Een vraag die mij sinds de Parijse olympiade bezighoudt, is hoeveel van de atleten die daar in actie zijn gekomen niet alleen fysieke maar ook emotionele talenten zijn? En vooral ook, welke emotionele vaardigheden spelen daarin een hoofdrol? Anders gezegd: wat moet je als mens, ongeacht je olympische winst of verlies, emotioneel (echt) goed kunnen?
Mijn opleider en later collega, de New Yorkse psycholoog Albert Ellis (1913-2007), grondlegger van de cognitieve therapieën, is een van de eerste en meest invloedrijke psychologen geweest die daarop nog altijd geldende, zowel therapeutische als wetenschappelijke antwoorden, heeft ontwikkeld. Hij is wereldberoemd geworden door zijn stelling en het wetenschappelijk bewijs daarvoor dat het niet zozeer gebeurtenissen of personen in ons leven zijn die ons gedrag bepalen maar onze emotionele reacties op die gebeurtenissen en personen. In de woorden van Ellis zelf: „De beste jaren van je leven zijn die waarin je besluit dat jouw problemen jóuw problemen zijn. Je schuift de verantwoordelijkheid ervoor niet (langer) vooral op rekening van je moeder, het milieu of de president. Maar beseft dat jij zelf in belangrijke mate bepaler van je eigen emotionele lot bent.”
Leer je emoties correct benoemen
Maar dat besef vereist tenminste twee dingen. Op de eerste plaats emotioneel zelfbewustzijn. Dat wil zeggen bewustzijn van de emoties die zich in je afspelen, en hoe die zich manifesteren of ontwikkelen. Ervaren we en voelen we in ons lichaam of we boos zijn, angstig, bedrukt, gelukkig et cetera en de veranderingen daarin, of zijn we vooral bezig met het ontkennen, onderdrukken, of temmen van zulke gevoelen? Anders gezegd, cruciaal voor emotionele begaafdheid en voor je sociaal-emotionele relatie met anderen is op de eerste plaats je emoties correct leren benoemen.

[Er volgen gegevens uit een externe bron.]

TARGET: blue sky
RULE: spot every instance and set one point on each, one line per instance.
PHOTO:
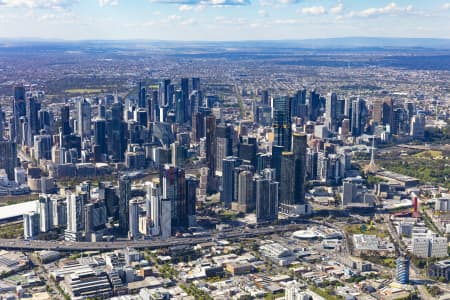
(222, 19)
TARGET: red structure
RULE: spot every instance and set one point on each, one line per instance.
(416, 208)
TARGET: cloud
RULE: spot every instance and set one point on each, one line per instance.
(263, 13)
(104, 3)
(278, 3)
(313, 10)
(390, 9)
(42, 4)
(205, 2)
(337, 9)
(185, 7)
(190, 21)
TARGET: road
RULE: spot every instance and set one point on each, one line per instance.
(11, 244)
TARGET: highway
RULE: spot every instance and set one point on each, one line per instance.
(29, 245)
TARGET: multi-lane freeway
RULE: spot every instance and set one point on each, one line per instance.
(242, 233)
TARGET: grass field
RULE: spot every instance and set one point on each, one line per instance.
(11, 230)
(433, 154)
(83, 91)
(365, 229)
(10, 200)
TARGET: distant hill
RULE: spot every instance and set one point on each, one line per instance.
(325, 43)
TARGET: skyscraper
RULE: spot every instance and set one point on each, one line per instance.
(359, 117)
(277, 152)
(65, 120)
(299, 148)
(124, 201)
(265, 97)
(32, 109)
(45, 213)
(84, 118)
(282, 122)
(19, 110)
(417, 127)
(228, 165)
(314, 105)
(100, 138)
(246, 197)
(298, 104)
(180, 107)
(196, 84)
(224, 145)
(75, 207)
(142, 101)
(292, 184)
(43, 147)
(210, 145)
(287, 182)
(8, 157)
(31, 223)
(134, 210)
(331, 112)
(266, 193)
(402, 270)
(154, 195)
(192, 183)
(247, 149)
(173, 184)
(185, 95)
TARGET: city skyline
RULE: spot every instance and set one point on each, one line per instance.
(221, 20)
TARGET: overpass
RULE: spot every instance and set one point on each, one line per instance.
(31, 245)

Als je angstig bent ben je angstig, als je gedeprimeerd bent, gedeprimeerd, boos boos et cetera, en je gaat daarvoor niet of zo weinig mogelijk op de ontkenningstoer. Op de tweede plaats vergt emotionele vaardigheid het vermogen met je emoties in gesprek te kunnen gaan, te kunnen converseren. Het kunnen verwoorden van en spreken vanuit emoties is zo cruciaal ten einde ze in perspectief te kunnen zien, hanteren en ervaren, dat het al eeuwenlang als een talent wordt gezien. Reden voor onder andere William Shakespeare (1564-1616), een van ‘s werelds grootste toneelschrijvers, om in zijn fantastische toneelstuk Macbeth (1606) te schrijven: ‘Geef je verdriet woorden. Het verdriet dat niet spreekt fluistert tegen het overbelaste hart en maakt dat het breekt.’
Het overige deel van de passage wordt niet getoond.